1 2/3 cups gluten free flour mix (found at health food stores)

3/4 cup ground flaxseed meal

1/3 cup instant oatmeal (I used a ‘single serve sachet’)

2 tsp vanilla essence

1 cup choc chips (the semi-sweet ones at Trader Joe’s are vegan, as is a brand of semi-sweet ones I saw at Ralphs last night while jonesing for a little sweetness)

1 cup sugar (I am told that turbinado is the only type that is vegan, but really don’t know if that is true)

1 2/3 cups non-sweetened or lightly sweetened peanut or almond butter etc (if sweetened, just cut dont the sugar a bit)

3 tbsp rice protein powder (or whatever protein powder you get down with)

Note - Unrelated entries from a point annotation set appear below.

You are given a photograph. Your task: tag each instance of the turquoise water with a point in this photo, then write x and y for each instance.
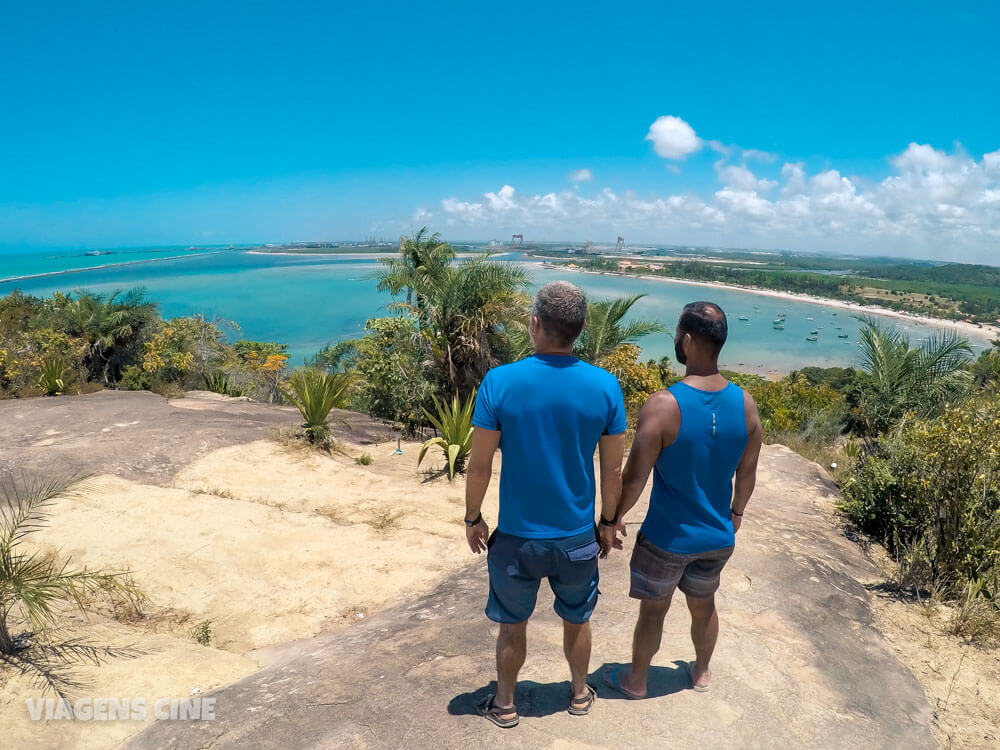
(30, 264)
(309, 301)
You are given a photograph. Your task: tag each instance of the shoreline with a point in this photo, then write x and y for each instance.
(347, 256)
(342, 256)
(960, 326)
(122, 264)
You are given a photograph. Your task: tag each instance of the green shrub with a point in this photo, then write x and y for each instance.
(793, 405)
(638, 381)
(202, 633)
(393, 382)
(934, 487)
(55, 376)
(454, 423)
(219, 382)
(316, 393)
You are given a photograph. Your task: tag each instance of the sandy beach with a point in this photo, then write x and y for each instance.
(985, 333)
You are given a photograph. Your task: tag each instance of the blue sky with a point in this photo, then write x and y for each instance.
(129, 124)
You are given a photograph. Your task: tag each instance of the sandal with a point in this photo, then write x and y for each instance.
(588, 702)
(492, 712)
(611, 679)
(696, 688)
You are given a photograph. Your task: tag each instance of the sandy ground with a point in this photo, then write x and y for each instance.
(962, 681)
(966, 329)
(270, 543)
(267, 543)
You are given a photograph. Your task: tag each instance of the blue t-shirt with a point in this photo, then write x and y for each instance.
(693, 476)
(551, 410)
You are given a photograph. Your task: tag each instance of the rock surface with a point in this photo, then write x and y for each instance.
(799, 663)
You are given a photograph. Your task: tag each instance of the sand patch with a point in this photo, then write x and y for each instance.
(269, 544)
(172, 667)
(962, 681)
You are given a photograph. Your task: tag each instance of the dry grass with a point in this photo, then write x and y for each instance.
(384, 521)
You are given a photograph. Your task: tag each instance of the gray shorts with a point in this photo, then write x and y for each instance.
(657, 572)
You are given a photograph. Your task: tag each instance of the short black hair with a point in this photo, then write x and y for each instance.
(561, 308)
(706, 322)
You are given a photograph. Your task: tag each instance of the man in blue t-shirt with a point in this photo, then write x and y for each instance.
(547, 414)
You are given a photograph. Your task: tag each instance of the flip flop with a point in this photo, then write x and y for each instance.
(492, 713)
(585, 708)
(696, 688)
(611, 680)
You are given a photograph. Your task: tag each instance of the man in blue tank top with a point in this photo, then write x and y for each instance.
(696, 436)
(547, 413)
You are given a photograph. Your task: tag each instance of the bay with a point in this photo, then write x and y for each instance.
(307, 301)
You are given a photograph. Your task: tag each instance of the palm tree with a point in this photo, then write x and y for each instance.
(420, 256)
(34, 587)
(463, 314)
(902, 380)
(110, 325)
(606, 328)
(316, 392)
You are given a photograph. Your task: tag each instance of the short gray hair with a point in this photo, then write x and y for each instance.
(561, 308)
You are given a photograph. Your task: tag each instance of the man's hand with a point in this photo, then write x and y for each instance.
(609, 537)
(477, 536)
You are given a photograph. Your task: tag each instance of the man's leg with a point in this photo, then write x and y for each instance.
(576, 646)
(645, 643)
(704, 634)
(512, 646)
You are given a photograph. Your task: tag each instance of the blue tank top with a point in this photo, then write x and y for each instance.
(693, 476)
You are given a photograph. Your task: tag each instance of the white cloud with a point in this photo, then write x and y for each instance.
(672, 137)
(753, 154)
(931, 203)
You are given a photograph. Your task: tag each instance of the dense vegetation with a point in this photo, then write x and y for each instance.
(953, 291)
(79, 342)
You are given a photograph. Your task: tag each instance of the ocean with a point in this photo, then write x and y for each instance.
(308, 301)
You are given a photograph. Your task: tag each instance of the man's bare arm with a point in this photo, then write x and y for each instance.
(612, 450)
(659, 421)
(746, 471)
(477, 480)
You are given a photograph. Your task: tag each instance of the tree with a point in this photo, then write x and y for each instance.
(606, 328)
(421, 257)
(35, 586)
(316, 393)
(112, 326)
(901, 379)
(463, 313)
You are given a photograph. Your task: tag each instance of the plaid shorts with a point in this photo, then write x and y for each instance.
(657, 572)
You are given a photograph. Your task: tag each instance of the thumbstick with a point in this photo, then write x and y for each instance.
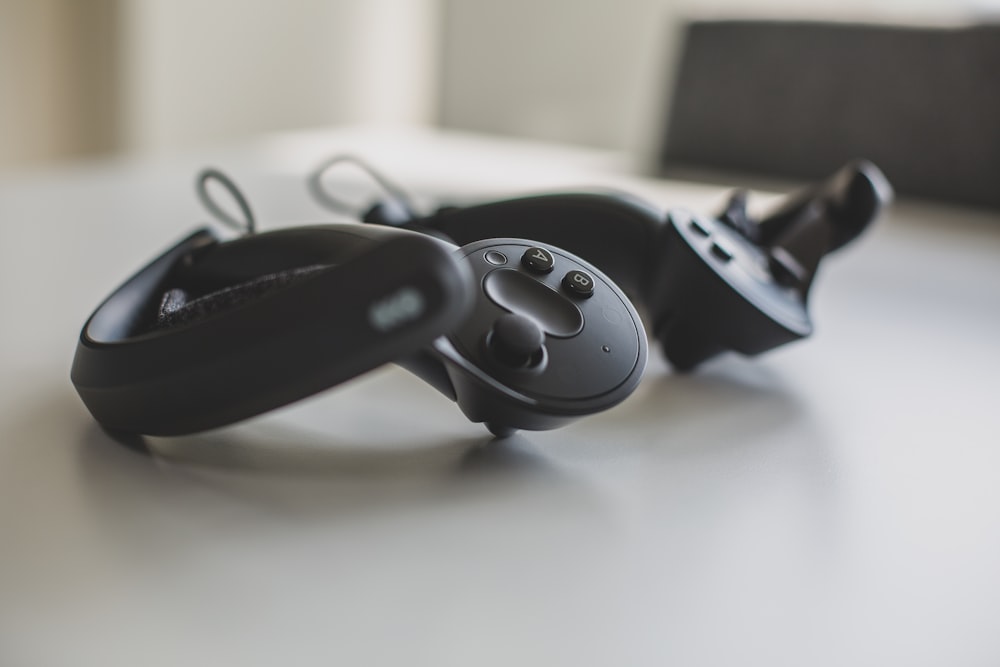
(515, 340)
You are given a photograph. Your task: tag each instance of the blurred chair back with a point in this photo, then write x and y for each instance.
(797, 99)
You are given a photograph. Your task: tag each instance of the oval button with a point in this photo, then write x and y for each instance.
(516, 292)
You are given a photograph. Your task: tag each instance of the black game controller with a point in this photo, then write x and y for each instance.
(707, 284)
(521, 335)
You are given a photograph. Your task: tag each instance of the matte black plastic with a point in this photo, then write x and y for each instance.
(311, 335)
(707, 285)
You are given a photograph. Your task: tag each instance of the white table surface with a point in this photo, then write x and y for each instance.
(836, 502)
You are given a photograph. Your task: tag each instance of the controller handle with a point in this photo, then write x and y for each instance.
(253, 324)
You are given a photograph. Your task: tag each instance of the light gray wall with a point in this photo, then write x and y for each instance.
(563, 70)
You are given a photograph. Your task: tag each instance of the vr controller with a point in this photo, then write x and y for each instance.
(522, 334)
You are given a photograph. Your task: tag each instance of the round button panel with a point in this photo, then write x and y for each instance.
(593, 345)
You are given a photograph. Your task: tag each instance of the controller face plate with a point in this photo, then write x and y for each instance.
(594, 343)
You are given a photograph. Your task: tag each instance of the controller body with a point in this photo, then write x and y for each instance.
(706, 284)
(212, 332)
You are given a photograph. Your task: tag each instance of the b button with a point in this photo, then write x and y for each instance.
(538, 260)
(579, 283)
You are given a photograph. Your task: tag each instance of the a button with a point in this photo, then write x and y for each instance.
(538, 260)
(495, 257)
(699, 227)
(579, 283)
(722, 252)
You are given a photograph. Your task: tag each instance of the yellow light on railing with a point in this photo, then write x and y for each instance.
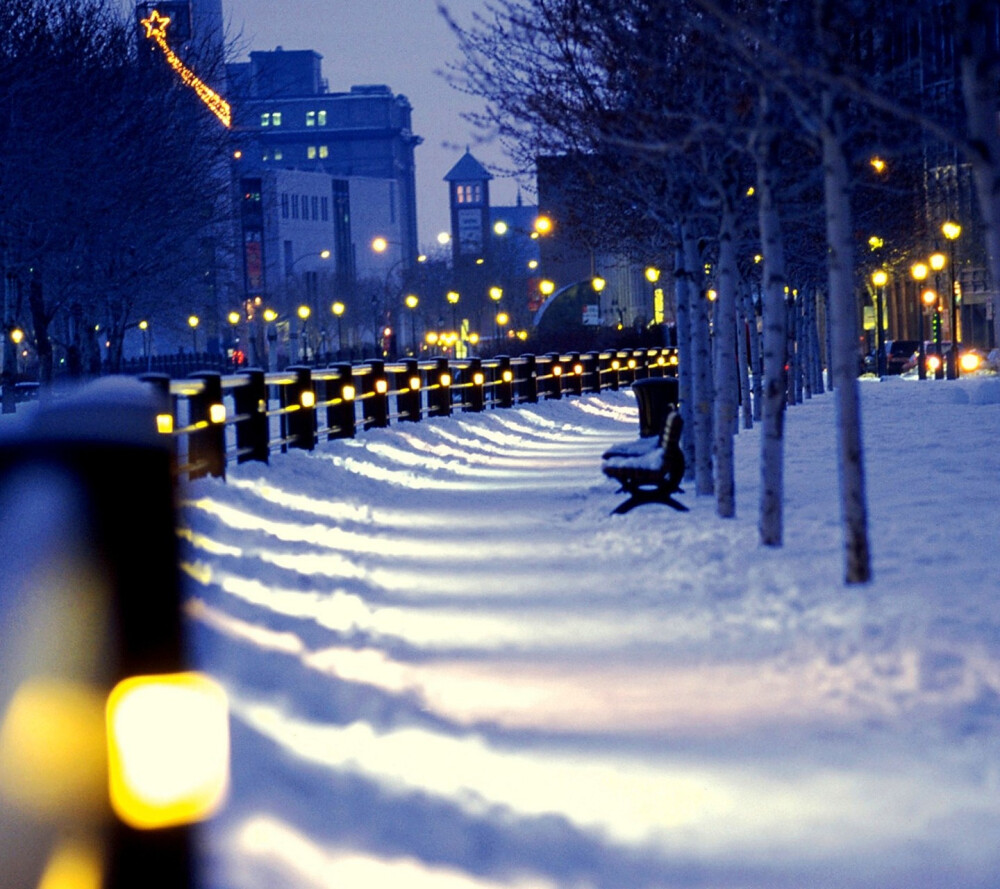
(969, 362)
(168, 749)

1 cup rice milk (or whatever milk you get down with- I suspect soymilk would be nice, but cannot vouch for hemp milk with its weird oiliness)

2 tsp baking soda

The Method:

This is a usual cookie method really. Mix together all the dry stuff. Cut in the nut butter, try to mix it in as best you can. Add the wet stuff, adding the milk slowly, and then let it rest a little while before restirring. This allows the moisture to work with the flaxmeal to create a gummifying force that will bind and add structure to your cookies- without this they will cook like sandstone moonrocks (this is from lots of experience!!) and crumble like so many dreams. I guess another way to do this is to combine the flaxmeal and ricemilk and let them sit for a while before adding them with the wet stuff. Lay out cookies on a cookie tray (you don’t need to oil the tray as the nutbutter adds so much oil already to the mix), making 15 monster cookies if you like (which I do!!), and cook at about 350F until the edges start to brown a little bit. Let them cool before removing from the tray.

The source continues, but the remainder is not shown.